To enforce this stance, the FDA regularly issued warning letters to manufacturers that marketed products that allegedly contained CBD and/or other hemp-derived compounds. The FDA asserted that these products were a violation of the Federal Food, Drug, and Cosmetic Act (FDCA) because the manufacturers claimed that that the products either cure, mitigate, treat, or prevent disease and/or because they are intended to affect the structure or any function of the body. And thus, the products were unapproved new drugs.
FDA’s Response to the Hemp Farming Act
In response to the passing of the Hemp Farming Act, the FDA Commissioner Scott Gottlieb made a press announcement. The statement confirmed that the Act removed cannabis and cannabis-derived compounds from the Controlled Substances Act, which means that industrial cannabis and cannabis-derived compounds will no longer be considered an illegal substance under federal law. However, the statement also noted that when passing the Act, Congress explicitly preserved FDA’s authority to regulate products containing hemp and hemp-derived compounds, under the FDCA and section 351 of the Public Health Service Act. Thus, Commissioner Gottlieb stated that the FDA will continue to protect patients and the public by enforcing the law, while also beginning to develop potential regulatory pathways for products containing hemp and hemp-derived compounds.
FDA’s Response to the Senator’s Letter
Additionally, the Senator’s letter requested the FDA to answer four specific questions. The questions ask 1) what are the step the FDA is taking to inform the public of its authority in the production and marketing of hemp and hemp-derived compounds, 2) how manufacturers may lawfully introduce hemp and hemp-derived compounds in food, beverages, or dietary supplement into interstate commerce, 3) what are the circumstances in which hemp and hemp-derived compounds may be legal as a food, beverage, or dietary supplement, and 4) whether the FDA will issue a regulation or process that would legalize hemp and hemp-derived compounds in food, beverages or dietary supplements crossing state lines.

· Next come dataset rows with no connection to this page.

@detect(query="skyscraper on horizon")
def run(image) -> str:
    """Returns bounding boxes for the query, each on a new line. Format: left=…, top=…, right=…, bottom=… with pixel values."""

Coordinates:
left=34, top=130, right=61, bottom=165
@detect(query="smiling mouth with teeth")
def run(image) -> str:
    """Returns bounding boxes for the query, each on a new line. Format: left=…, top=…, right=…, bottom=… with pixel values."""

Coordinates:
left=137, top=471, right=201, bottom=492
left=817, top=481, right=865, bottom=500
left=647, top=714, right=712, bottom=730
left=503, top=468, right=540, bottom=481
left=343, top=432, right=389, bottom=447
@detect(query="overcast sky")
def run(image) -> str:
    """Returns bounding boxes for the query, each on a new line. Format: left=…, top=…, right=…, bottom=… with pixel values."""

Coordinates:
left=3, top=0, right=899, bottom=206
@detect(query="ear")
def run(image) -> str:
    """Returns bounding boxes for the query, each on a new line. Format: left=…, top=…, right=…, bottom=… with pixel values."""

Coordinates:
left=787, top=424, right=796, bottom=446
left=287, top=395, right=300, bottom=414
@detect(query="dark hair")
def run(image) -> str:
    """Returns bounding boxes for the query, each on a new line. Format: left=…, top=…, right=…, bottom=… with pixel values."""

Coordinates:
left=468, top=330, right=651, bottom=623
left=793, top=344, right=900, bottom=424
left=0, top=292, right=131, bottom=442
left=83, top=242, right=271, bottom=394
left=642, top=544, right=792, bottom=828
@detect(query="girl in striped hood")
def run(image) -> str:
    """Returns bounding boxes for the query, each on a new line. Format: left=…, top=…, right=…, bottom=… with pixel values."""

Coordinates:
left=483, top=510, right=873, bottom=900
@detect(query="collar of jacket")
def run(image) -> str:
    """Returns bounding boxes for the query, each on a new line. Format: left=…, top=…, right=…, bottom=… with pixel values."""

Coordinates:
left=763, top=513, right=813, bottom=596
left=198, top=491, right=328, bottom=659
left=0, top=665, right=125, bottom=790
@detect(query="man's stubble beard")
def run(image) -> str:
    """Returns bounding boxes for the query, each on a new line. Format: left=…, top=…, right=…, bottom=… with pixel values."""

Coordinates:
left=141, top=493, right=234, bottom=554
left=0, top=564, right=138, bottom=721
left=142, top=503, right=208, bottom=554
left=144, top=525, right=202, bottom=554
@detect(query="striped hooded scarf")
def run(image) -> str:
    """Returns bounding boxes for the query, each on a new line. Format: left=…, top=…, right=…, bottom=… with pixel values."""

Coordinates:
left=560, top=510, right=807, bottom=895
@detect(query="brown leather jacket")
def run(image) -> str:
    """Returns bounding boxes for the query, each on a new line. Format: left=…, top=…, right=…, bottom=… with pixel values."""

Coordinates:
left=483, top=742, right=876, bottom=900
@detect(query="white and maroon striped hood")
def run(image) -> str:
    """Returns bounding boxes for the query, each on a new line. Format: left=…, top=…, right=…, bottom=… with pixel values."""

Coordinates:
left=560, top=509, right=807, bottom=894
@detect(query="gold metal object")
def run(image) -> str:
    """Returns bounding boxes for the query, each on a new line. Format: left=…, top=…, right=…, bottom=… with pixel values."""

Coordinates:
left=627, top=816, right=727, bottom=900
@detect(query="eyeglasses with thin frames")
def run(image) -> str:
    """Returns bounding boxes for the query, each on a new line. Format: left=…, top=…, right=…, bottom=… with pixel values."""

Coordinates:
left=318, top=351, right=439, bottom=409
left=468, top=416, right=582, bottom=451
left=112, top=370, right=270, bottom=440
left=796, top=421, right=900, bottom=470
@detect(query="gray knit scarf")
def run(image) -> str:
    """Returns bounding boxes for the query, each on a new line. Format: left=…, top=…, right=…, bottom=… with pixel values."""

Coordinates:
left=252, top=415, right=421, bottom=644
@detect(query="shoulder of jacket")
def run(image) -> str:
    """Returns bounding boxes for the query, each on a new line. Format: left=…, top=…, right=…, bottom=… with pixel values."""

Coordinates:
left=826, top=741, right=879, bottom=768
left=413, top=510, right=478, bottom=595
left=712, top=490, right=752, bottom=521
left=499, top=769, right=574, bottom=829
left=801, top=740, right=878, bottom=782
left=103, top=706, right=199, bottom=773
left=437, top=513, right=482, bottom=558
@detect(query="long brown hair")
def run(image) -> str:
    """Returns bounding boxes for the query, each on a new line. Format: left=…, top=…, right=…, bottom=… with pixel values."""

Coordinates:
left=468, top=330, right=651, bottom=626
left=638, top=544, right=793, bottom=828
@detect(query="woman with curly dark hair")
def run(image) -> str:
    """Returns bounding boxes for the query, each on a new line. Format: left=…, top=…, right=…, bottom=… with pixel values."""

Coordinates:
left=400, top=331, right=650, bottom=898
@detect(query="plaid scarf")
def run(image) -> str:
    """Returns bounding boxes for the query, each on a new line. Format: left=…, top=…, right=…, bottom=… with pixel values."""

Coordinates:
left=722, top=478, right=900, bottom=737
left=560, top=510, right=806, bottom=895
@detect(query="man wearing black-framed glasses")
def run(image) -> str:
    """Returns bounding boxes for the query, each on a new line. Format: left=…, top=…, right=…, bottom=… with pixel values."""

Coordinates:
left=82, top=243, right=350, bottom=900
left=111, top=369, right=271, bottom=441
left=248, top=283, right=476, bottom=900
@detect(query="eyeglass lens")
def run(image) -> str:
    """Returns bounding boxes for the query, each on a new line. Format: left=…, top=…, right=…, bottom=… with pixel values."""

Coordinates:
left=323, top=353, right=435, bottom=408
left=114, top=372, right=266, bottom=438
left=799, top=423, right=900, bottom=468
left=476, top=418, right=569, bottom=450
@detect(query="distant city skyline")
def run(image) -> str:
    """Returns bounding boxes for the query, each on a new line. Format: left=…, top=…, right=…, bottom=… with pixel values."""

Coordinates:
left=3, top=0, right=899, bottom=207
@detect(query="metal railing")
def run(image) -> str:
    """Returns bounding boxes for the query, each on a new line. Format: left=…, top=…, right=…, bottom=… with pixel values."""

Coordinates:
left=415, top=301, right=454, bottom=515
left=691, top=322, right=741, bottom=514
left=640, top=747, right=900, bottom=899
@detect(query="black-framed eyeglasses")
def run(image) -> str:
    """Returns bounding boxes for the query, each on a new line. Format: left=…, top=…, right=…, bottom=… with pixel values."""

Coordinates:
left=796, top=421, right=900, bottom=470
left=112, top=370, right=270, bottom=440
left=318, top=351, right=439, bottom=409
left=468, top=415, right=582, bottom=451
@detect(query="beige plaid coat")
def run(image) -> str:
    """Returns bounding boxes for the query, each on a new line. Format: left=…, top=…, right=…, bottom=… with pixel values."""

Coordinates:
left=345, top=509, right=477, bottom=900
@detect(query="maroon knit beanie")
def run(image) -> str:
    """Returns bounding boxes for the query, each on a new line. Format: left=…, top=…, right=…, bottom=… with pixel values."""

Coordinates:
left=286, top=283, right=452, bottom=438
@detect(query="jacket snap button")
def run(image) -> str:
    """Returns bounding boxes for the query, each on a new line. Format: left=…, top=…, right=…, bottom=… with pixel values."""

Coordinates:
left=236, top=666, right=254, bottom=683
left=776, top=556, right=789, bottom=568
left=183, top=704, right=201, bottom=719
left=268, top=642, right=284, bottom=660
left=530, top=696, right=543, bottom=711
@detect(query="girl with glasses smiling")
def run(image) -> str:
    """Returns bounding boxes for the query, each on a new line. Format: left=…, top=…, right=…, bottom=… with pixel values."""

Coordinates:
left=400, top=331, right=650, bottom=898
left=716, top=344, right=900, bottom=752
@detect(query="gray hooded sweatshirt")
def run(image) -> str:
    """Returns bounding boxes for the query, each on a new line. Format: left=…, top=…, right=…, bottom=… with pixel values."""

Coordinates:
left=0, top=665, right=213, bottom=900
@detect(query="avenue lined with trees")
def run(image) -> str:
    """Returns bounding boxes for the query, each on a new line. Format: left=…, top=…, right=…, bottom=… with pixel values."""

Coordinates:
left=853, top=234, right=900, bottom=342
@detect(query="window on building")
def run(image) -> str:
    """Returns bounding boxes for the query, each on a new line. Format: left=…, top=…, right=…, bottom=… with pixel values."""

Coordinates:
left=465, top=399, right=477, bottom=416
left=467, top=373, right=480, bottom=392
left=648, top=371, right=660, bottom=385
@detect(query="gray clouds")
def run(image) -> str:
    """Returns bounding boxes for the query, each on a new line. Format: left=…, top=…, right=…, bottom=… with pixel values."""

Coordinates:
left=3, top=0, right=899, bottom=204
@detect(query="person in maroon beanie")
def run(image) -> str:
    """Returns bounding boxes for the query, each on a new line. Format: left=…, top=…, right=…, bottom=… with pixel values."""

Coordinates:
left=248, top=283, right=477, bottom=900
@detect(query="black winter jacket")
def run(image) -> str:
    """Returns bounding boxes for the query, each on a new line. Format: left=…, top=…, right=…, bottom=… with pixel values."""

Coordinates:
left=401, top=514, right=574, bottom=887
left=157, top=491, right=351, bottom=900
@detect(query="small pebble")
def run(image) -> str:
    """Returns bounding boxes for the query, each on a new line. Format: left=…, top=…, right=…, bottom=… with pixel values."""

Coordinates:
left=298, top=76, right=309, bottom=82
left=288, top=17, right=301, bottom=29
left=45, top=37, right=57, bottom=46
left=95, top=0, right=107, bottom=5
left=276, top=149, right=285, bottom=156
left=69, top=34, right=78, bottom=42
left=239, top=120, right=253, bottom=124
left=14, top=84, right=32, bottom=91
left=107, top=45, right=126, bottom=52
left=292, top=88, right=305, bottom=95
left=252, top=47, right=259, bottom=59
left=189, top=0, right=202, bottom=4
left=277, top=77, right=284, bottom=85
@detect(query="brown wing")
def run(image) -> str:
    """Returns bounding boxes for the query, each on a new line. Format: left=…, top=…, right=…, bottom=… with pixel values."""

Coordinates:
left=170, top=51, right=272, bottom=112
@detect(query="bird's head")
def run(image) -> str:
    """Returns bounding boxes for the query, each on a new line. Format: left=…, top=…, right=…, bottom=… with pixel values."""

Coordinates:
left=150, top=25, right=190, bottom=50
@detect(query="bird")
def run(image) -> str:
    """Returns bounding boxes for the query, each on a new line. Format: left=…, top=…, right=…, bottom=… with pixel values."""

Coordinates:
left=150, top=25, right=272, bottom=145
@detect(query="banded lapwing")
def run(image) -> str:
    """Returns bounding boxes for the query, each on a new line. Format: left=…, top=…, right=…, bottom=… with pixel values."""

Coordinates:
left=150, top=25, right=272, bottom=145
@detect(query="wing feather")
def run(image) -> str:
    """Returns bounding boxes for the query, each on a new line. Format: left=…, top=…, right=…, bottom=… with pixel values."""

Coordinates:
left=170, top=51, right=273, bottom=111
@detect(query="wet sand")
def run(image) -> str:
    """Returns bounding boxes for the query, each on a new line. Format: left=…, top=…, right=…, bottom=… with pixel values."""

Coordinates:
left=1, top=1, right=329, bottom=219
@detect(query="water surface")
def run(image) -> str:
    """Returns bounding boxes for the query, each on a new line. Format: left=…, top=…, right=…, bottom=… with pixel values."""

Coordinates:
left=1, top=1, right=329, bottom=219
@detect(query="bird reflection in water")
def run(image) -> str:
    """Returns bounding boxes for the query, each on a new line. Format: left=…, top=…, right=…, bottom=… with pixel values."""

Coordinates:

Although the FDA has not publicly responded to these questions, in the FDA press announcement, Commissioner Gottlieb contended that the FDA has provided pathways for manufacturers who seek to lawfully introduce hemp and hemp-derived into interstate commerce. Particularly a pathway for a human or animal drug that is marketed with therapeutic claims, such as the FDA’s approval of Epidiolex in June 2018. Epidiolex is a drug that contains cannabis-derived CBD and is used for the treatment of seizures associated with two rare and severe forms of epilepsy. Commissioner Gottlieb confirmed that the FDA’s approval of Epidiolex was based on adequate and well-controlled clinical studies, which gave the FDA the confidence that Epidiolex consistent delivered positive results for treating patients with these complex and serious epilepsy syndromes.
Despite the fact that Epidiolex was the first drug approved by the FDA that comprised of CBD, its approval as a drug does not encourage the FDA to approve food, beverage, or dietary supplements with CBD.